In the colder weather more fibre and meals of warmth including roasts, stews, soups and vegetables may find themselves on the dinner table more often. For some this doesn’t make a difference and they tolerate as much fibre as the next person with or without a stoma. For others (including myself) it's a sure fire way into the danger zone! Im talking blockages, potential leaks caused, or higher output than normal. Keep a track of what you are eating if you find a change in your toilet habits so it is easier to identify what the cause is to be able to eliminate it. If you are making a bolognese and want to have lots of extra vegetables to bulk it up and make it go further, mix it in a blender so it is easier to digest. If you do this with dishes where you need to make a sauce or stock, you can get the extra nutrients and minerals in without the added risk of a blockage.

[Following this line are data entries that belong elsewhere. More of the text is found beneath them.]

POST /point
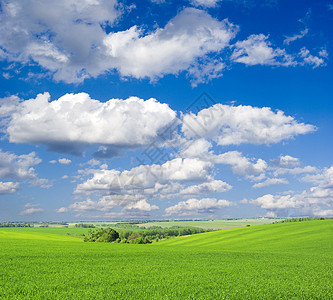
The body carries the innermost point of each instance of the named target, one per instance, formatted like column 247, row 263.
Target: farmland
column 285, row 261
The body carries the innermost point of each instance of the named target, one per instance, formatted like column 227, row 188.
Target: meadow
column 273, row 261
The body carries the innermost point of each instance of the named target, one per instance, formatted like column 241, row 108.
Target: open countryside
column 291, row 260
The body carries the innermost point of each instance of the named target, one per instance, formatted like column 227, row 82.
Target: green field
column 274, row 261
column 212, row 224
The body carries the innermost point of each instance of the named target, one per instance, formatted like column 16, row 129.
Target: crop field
column 273, row 261
column 212, row 224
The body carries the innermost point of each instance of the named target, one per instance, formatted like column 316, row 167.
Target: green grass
column 274, row 261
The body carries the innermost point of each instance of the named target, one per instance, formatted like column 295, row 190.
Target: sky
column 161, row 109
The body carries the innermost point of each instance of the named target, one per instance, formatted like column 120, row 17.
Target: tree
column 105, row 235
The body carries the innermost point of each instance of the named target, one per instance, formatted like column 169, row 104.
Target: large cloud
column 19, row 168
column 196, row 207
column 75, row 40
column 150, row 178
column 132, row 189
column 75, row 121
column 314, row 200
column 234, row 125
column 8, row 187
column 69, row 39
column 190, row 35
column 62, row 36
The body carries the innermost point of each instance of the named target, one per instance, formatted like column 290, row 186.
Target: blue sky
column 117, row 110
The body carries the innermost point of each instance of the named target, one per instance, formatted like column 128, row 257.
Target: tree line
column 140, row 236
column 15, row 224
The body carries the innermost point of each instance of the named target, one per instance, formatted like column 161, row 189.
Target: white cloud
column 204, row 3
column 215, row 186
column 295, row 37
column 64, row 37
column 75, row 121
column 310, row 59
column 312, row 200
column 141, row 205
column 295, row 171
column 78, row 45
column 323, row 53
column 18, row 167
column 240, row 164
column 192, row 34
column 31, row 211
column 64, row 161
column 148, row 177
column 234, row 125
column 287, row 161
column 257, row 50
column 8, row 187
column 323, row 213
column 270, row 181
column 195, row 207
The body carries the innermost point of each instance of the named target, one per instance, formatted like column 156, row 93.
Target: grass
column 212, row 224
column 274, row 261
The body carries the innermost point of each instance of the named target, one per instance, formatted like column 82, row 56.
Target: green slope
column 301, row 236
column 275, row 261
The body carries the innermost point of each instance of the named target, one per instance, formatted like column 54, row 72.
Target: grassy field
column 274, row 261
column 212, row 224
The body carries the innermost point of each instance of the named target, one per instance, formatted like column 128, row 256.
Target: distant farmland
column 273, row 261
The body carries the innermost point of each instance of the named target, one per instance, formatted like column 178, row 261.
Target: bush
column 104, row 235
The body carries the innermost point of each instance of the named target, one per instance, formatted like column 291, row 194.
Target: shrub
column 105, row 235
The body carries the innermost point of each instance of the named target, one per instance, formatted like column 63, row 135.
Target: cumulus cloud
column 270, row 181
column 64, row 37
column 257, row 50
column 310, row 59
column 133, row 189
column 287, row 161
column 310, row 201
column 20, row 168
column 147, row 176
column 215, row 186
column 75, row 121
column 73, row 41
column 240, row 164
column 31, row 211
column 287, row 164
column 192, row 34
column 204, row 3
column 64, row 161
column 8, row 187
column 195, row 207
column 234, row 125
column 295, row 37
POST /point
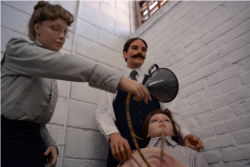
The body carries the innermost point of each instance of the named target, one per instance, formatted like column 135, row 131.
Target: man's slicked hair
column 128, row 43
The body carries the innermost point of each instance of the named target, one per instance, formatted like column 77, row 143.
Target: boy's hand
column 120, row 148
column 193, row 142
column 136, row 88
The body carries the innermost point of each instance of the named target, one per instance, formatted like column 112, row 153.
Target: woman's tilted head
column 154, row 122
column 49, row 25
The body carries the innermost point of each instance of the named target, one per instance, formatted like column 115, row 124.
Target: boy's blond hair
column 43, row 10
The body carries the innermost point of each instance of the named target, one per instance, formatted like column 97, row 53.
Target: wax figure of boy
column 28, row 89
column 174, row 154
column 111, row 110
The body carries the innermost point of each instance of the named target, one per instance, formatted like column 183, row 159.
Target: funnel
column 162, row 84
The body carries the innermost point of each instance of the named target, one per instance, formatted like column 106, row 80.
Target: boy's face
column 136, row 54
column 51, row 33
column 156, row 123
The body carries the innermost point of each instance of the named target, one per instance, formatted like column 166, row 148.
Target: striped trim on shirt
column 188, row 156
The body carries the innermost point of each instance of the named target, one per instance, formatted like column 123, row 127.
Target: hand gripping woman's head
column 49, row 25
column 154, row 122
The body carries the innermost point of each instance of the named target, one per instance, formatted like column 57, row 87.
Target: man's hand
column 120, row 148
column 51, row 152
column 193, row 142
column 136, row 88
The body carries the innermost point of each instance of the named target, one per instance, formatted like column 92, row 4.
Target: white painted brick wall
column 104, row 26
column 206, row 43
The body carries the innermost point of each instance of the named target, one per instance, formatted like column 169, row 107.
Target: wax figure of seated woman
column 174, row 155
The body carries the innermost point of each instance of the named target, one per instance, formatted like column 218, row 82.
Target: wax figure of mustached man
column 111, row 110
column 28, row 89
column 174, row 155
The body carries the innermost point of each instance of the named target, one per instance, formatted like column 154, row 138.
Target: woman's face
column 135, row 48
column 51, row 33
column 156, row 123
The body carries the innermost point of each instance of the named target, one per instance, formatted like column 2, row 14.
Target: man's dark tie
column 133, row 74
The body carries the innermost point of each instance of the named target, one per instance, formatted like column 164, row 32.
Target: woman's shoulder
column 14, row 44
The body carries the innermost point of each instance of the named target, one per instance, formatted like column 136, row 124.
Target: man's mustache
column 138, row 55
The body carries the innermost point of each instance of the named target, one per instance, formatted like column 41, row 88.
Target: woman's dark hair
column 128, row 43
column 43, row 10
column 168, row 113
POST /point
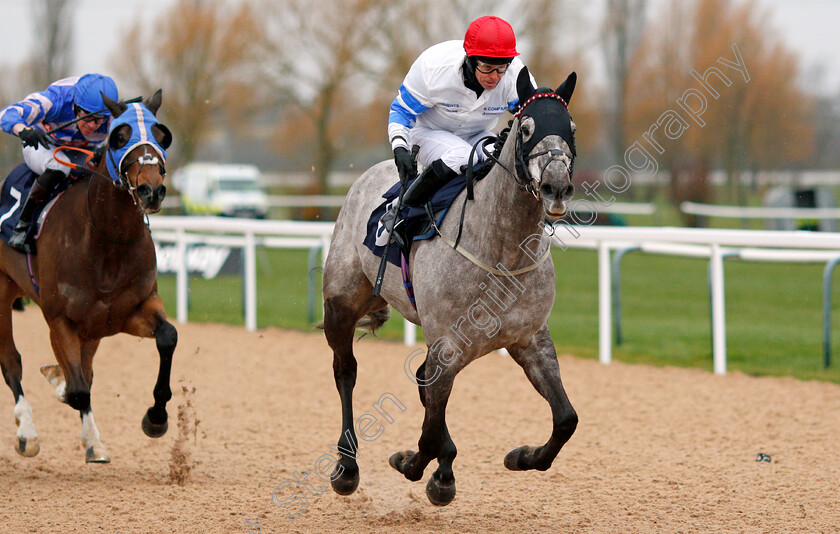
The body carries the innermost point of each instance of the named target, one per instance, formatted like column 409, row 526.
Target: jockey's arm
column 29, row 111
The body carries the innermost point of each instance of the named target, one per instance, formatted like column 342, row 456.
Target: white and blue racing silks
column 140, row 120
column 48, row 109
column 433, row 95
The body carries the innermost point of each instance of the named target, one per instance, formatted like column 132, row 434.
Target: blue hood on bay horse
column 140, row 120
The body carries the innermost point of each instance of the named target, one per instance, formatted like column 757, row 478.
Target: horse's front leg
column 73, row 380
column 150, row 321
column 435, row 383
column 539, row 360
column 340, row 318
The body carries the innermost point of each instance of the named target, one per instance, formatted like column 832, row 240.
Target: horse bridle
column 522, row 176
column 145, row 159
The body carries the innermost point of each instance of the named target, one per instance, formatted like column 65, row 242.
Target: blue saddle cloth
column 13, row 194
column 415, row 220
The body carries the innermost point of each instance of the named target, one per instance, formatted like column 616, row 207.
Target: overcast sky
column 810, row 27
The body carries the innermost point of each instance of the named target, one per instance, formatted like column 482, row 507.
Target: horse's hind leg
column 150, row 321
column 539, row 361
column 435, row 441
column 441, row 487
column 75, row 359
column 27, row 443
column 339, row 325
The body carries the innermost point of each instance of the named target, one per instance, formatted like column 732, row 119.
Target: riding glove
column 406, row 164
column 33, row 137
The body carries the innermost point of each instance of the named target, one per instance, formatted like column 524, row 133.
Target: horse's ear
column 567, row 87
column 116, row 108
column 162, row 135
column 154, row 101
column 524, row 87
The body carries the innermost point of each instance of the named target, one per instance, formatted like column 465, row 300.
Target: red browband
column 537, row 96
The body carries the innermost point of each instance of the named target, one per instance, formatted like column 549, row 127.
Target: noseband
column 145, row 159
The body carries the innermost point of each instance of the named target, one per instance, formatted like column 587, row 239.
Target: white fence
column 715, row 244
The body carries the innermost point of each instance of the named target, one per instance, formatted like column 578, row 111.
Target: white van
column 229, row 190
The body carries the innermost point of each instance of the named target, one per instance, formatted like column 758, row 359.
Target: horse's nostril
column 548, row 190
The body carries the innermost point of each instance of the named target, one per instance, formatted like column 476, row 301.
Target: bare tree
column 52, row 51
column 200, row 53
column 318, row 60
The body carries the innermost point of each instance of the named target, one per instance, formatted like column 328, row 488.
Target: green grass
column 773, row 310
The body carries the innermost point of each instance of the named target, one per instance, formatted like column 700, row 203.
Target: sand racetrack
column 656, row 450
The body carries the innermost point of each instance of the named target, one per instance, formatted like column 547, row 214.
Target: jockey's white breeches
column 454, row 151
column 42, row 159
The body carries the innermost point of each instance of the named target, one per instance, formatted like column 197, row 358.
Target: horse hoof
column 516, row 460
column 346, row 484
column 154, row 430
column 440, row 494
column 27, row 447
column 97, row 455
column 398, row 459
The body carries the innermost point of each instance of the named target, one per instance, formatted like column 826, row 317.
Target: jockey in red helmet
column 452, row 96
column 35, row 120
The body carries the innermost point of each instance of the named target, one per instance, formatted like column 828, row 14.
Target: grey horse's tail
column 371, row 322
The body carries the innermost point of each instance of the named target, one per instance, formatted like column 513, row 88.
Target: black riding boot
column 428, row 183
column 421, row 190
column 40, row 189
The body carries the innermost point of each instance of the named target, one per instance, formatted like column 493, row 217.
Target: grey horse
column 495, row 290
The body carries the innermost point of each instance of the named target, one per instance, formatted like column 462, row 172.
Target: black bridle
column 523, row 150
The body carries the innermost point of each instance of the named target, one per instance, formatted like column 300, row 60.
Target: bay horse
column 467, row 307
column 95, row 275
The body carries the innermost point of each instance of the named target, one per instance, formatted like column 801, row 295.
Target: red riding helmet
column 490, row 37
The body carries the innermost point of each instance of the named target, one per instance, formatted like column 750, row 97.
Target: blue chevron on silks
column 140, row 120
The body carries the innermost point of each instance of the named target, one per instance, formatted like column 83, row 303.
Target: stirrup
column 18, row 239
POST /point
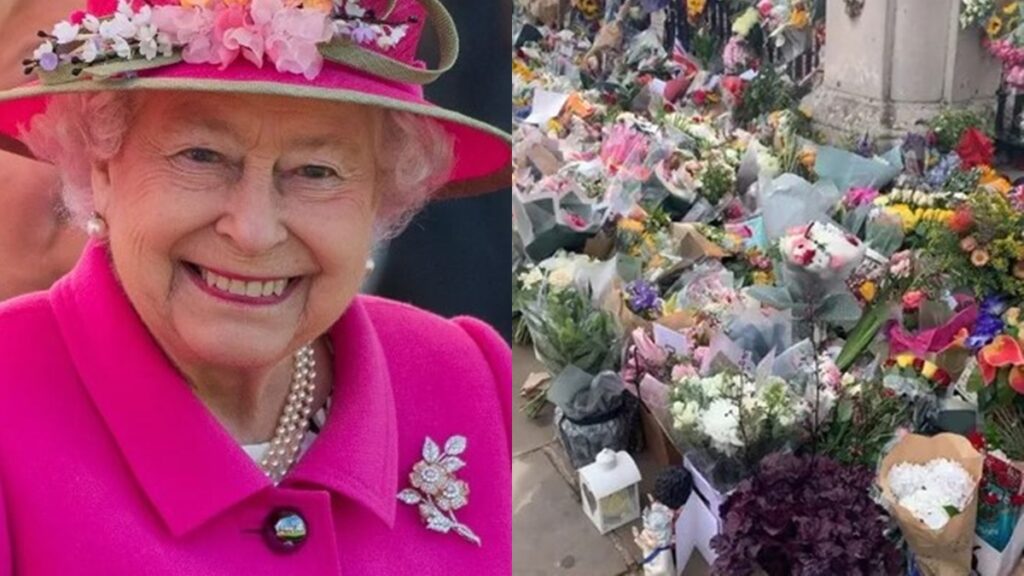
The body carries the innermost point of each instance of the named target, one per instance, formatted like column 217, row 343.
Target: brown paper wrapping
column 945, row 551
column 692, row 245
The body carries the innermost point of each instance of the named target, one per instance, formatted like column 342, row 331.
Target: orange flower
column 961, row 221
column 1004, row 352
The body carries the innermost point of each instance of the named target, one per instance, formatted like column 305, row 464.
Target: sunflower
column 589, row 8
column 799, row 18
column 994, row 27
column 694, row 8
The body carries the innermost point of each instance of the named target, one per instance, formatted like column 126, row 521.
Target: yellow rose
column 994, row 27
column 799, row 18
column 322, row 5
column 868, row 290
column 1013, row 316
column 929, row 369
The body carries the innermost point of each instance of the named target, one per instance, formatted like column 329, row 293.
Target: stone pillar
column 898, row 63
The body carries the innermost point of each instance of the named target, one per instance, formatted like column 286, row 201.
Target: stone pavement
column 551, row 533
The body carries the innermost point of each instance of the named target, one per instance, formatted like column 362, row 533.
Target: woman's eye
column 202, row 155
column 316, row 172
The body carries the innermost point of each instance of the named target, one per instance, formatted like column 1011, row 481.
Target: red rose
column 977, row 440
column 975, row 149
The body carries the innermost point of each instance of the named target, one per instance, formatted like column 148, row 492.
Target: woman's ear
column 101, row 187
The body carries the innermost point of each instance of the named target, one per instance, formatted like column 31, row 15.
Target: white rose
column 720, row 422
column 560, row 279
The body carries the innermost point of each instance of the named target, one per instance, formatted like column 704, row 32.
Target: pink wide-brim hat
column 350, row 73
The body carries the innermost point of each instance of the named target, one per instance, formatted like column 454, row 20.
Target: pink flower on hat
column 292, row 36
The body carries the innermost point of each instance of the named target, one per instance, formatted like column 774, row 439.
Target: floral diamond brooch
column 436, row 491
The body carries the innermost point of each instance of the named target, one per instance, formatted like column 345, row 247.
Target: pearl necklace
column 295, row 418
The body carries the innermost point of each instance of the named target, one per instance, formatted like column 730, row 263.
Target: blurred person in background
column 451, row 256
column 37, row 243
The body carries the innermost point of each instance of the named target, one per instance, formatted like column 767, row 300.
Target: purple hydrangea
column 643, row 296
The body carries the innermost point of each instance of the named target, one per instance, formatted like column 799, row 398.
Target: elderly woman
column 205, row 393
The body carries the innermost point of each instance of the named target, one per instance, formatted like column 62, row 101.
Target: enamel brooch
column 436, row 491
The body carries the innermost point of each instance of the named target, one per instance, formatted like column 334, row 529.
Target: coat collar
column 186, row 463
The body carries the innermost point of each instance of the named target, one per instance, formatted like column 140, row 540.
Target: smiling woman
column 207, row 383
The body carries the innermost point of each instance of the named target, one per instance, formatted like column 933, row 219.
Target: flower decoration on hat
column 436, row 491
column 290, row 34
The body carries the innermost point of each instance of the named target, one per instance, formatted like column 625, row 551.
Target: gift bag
column 593, row 413
column 945, row 551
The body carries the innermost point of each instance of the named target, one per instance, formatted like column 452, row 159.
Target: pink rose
column 912, row 299
column 649, row 352
column 681, row 371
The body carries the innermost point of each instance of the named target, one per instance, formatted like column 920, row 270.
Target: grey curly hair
column 414, row 154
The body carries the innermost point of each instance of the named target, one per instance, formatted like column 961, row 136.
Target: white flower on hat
column 90, row 50
column 91, row 24
column 122, row 47
column 66, row 32
column 391, row 36
column 147, row 45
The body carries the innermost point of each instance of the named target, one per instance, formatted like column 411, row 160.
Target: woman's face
column 240, row 225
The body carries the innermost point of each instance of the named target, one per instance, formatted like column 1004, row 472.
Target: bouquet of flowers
column 801, row 517
column 565, row 326
column 929, row 486
column 999, row 497
column 982, row 244
column 735, row 419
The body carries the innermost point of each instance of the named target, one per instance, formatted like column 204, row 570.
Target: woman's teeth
column 243, row 288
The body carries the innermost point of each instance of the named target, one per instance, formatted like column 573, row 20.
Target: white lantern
column 610, row 489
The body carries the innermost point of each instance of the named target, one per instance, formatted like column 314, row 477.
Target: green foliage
column 717, row 180
column 862, row 424
column 950, row 124
column 766, row 93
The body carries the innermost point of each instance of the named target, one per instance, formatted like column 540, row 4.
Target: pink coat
column 109, row 463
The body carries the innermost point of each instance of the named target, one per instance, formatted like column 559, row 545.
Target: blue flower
column 993, row 305
column 984, row 331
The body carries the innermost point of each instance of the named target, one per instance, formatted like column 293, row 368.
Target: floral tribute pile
column 788, row 313
column 287, row 33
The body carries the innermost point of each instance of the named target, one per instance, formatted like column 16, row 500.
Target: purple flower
column 642, row 296
column 993, row 305
column 48, row 62
column 984, row 331
column 363, row 33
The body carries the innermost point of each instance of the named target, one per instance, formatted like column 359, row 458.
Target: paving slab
column 552, row 535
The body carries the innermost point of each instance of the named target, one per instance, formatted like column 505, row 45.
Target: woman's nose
column 252, row 217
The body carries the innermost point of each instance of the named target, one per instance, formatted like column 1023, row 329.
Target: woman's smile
column 254, row 290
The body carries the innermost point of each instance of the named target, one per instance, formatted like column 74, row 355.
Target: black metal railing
column 717, row 21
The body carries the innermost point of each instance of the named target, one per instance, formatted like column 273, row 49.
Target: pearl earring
column 95, row 227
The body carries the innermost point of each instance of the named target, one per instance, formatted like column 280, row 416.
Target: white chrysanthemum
column 927, row 490
column 66, row 32
column 720, row 422
column 561, row 279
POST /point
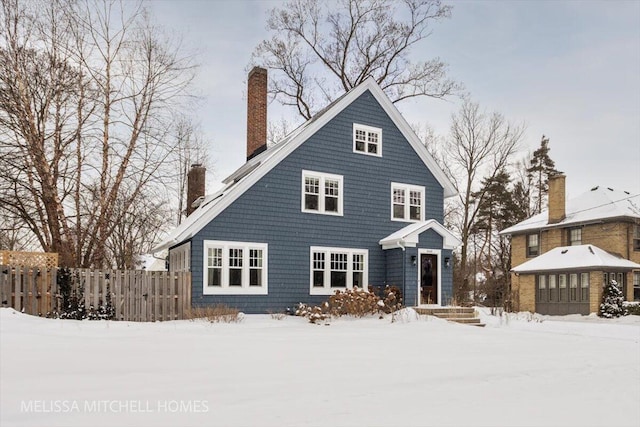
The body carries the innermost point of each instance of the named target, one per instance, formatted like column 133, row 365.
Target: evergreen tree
column 612, row 301
column 497, row 210
column 539, row 171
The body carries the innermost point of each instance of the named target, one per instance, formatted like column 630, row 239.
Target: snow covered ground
column 520, row 370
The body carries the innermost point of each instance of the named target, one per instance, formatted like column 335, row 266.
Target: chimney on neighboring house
column 195, row 185
column 557, row 207
column 256, row 112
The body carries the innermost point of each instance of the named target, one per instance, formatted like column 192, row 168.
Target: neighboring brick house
column 350, row 198
column 561, row 258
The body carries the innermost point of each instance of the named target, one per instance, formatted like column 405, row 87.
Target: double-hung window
column 234, row 268
column 337, row 269
column 407, row 202
column 533, row 245
column 575, row 236
column 367, row 140
column 322, row 193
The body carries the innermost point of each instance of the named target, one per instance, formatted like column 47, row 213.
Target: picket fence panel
column 136, row 295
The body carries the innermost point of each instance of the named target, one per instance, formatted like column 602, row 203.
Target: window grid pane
column 331, row 191
column 318, row 269
column 339, row 265
column 415, row 203
column 339, row 261
column 398, row 203
column 562, row 284
column 584, row 286
column 573, row 287
column 361, row 139
column 553, row 293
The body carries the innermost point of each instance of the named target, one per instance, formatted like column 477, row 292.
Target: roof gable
column 409, row 235
column 595, row 205
column 252, row 171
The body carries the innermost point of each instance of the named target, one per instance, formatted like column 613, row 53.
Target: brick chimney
column 557, row 206
column 195, row 185
column 256, row 112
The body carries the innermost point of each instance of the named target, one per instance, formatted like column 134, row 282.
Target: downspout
column 404, row 267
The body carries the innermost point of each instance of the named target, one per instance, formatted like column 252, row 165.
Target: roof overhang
column 580, row 257
column 410, row 235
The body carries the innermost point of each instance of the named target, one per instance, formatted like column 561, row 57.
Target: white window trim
column 322, row 177
column 179, row 258
column 367, row 129
column 407, row 205
column 327, row 289
column 225, row 289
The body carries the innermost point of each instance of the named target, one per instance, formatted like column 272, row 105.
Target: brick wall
column 256, row 112
column 524, row 288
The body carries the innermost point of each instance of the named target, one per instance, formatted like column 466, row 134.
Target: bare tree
column 320, row 50
column 480, row 146
column 88, row 90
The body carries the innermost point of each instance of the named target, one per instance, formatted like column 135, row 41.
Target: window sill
column 211, row 290
column 322, row 213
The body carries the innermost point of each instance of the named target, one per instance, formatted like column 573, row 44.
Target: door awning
column 409, row 235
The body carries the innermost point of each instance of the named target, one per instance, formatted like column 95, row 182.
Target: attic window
column 321, row 193
column 367, row 140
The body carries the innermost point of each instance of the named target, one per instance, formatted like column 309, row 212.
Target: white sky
column 567, row 69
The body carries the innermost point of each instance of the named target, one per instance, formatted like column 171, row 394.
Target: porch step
column 464, row 315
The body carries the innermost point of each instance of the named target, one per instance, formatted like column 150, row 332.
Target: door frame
column 438, row 254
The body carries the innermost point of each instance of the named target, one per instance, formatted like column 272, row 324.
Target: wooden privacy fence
column 136, row 295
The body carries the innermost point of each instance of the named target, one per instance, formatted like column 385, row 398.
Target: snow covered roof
column 249, row 173
column 409, row 235
column 595, row 205
column 574, row 257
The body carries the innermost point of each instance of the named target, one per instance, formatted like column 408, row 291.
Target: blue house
column 350, row 198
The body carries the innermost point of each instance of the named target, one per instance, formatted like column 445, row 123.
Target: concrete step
column 455, row 315
column 464, row 315
column 433, row 311
column 459, row 320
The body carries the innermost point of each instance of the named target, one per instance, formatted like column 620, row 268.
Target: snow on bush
column 612, row 301
column 355, row 302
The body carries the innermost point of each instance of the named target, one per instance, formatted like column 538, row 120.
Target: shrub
column 72, row 296
column 612, row 301
column 354, row 302
column 392, row 299
column 633, row 308
column 218, row 313
column 277, row 315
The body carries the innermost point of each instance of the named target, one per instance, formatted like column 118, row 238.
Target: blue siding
column 269, row 212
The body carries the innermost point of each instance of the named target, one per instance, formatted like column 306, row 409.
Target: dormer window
column 575, row 236
column 367, row 140
column 407, row 202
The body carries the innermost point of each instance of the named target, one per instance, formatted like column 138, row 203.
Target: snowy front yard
column 569, row 371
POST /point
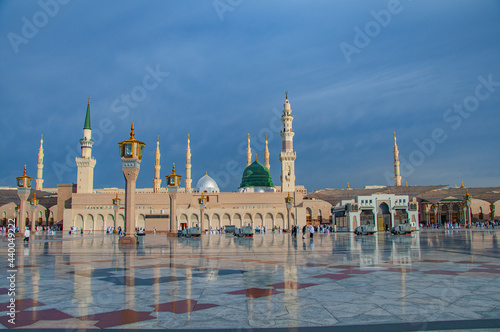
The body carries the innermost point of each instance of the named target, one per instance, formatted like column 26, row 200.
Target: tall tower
column 157, row 179
column 397, row 176
column 188, row 167
column 39, row 167
column 86, row 164
column 249, row 152
column 266, row 156
column 287, row 155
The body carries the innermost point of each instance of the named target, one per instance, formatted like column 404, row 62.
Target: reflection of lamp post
column 131, row 153
column 434, row 212
column 202, row 201
column 34, row 205
column 23, row 191
column 467, row 203
column 173, row 181
column 47, row 216
column 116, row 207
column 16, row 213
column 289, row 203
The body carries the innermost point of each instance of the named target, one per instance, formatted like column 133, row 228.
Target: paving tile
column 290, row 285
column 21, row 304
column 182, row 306
column 334, row 276
column 117, row 318
column 26, row 318
column 444, row 272
column 356, row 271
column 255, row 292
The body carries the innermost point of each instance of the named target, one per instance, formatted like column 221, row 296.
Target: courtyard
column 430, row 280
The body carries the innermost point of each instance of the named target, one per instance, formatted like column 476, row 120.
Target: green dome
column 256, row 175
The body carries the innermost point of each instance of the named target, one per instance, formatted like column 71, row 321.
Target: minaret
column 397, row 176
column 39, row 167
column 157, row 179
column 86, row 164
column 249, row 152
column 287, row 155
column 266, row 156
column 188, row 167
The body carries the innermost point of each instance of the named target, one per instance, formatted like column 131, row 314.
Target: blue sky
column 222, row 69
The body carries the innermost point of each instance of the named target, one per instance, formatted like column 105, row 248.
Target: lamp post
column 131, row 155
column 289, row 203
column 434, row 212
column 173, row 181
column 116, row 207
column 467, row 203
column 202, row 201
column 23, row 191
column 34, row 205
column 16, row 213
column 47, row 216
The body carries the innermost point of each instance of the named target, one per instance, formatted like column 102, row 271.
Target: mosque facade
column 257, row 202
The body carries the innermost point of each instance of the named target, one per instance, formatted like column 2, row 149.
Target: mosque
column 257, row 202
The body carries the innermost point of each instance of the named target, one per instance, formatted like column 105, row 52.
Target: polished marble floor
column 430, row 280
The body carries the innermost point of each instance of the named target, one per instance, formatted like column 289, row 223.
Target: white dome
column 206, row 183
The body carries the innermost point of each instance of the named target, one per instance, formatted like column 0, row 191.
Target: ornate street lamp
column 289, row 203
column 34, row 205
column 202, row 201
column 467, row 203
column 23, row 191
column 131, row 153
column 173, row 181
column 116, row 207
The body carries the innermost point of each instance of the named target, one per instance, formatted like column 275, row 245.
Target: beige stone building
column 258, row 203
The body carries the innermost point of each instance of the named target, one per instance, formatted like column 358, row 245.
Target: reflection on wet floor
column 270, row 280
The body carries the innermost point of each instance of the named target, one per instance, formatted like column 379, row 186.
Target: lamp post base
column 127, row 240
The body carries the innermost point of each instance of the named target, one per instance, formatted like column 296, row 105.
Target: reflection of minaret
column 397, row 176
column 86, row 164
column 249, row 152
column 39, row 167
column 287, row 155
column 266, row 156
column 157, row 179
column 188, row 179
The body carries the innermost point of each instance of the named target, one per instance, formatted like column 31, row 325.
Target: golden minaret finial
column 132, row 134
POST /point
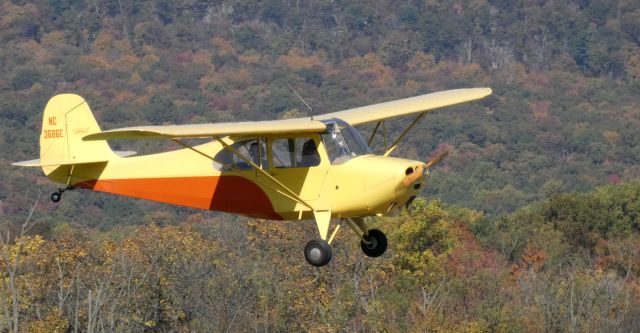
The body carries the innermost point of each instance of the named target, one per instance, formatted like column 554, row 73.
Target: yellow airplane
column 296, row 169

With an ileostomy, hydration is key for me. I need to actively ensure I am drinking little and often or the headaches set in and I start to feel out of sorts. I have bought a smart watch from Amazon linked here which has a reminder for having a drink. You can set it to how often you would like and it vibrates and shows you a cup of water to tell you to hydrate. I set mine for every hour and have noticed a big difference. It's scary to think how little you drink when you are living at 100mph, and if you are like me and remember in a few hours you haven’t stopped to do so, it can be difficult clawing hydration back having got so behind. Bottles with lines and reminders to drink are great but I still don't stop to do it. This little gadget has been a game changer. Find a prompt that works for you and keep drinking. I love tea and coffee and the change in temperature makes me have a lot more hot drinks than during the warmer months. I make sure I have no more than 1 caffeine drink a day as they seem to increase my output. For the rest of the day it's decaf all the way. I made the switch pretty soon after surgery and haven't looked back. Some describe terrible headaches when doing so but I can't say I experienced any.
Disclaimer: As always, this post is from our blogger, Rachel's, experience of living with an ostomy & Hirschsprung's Disease & from what she has researched. Nothing in our blog posts should be taken as medical advice. It's always best to consult a medical professional if you have queries or concerns.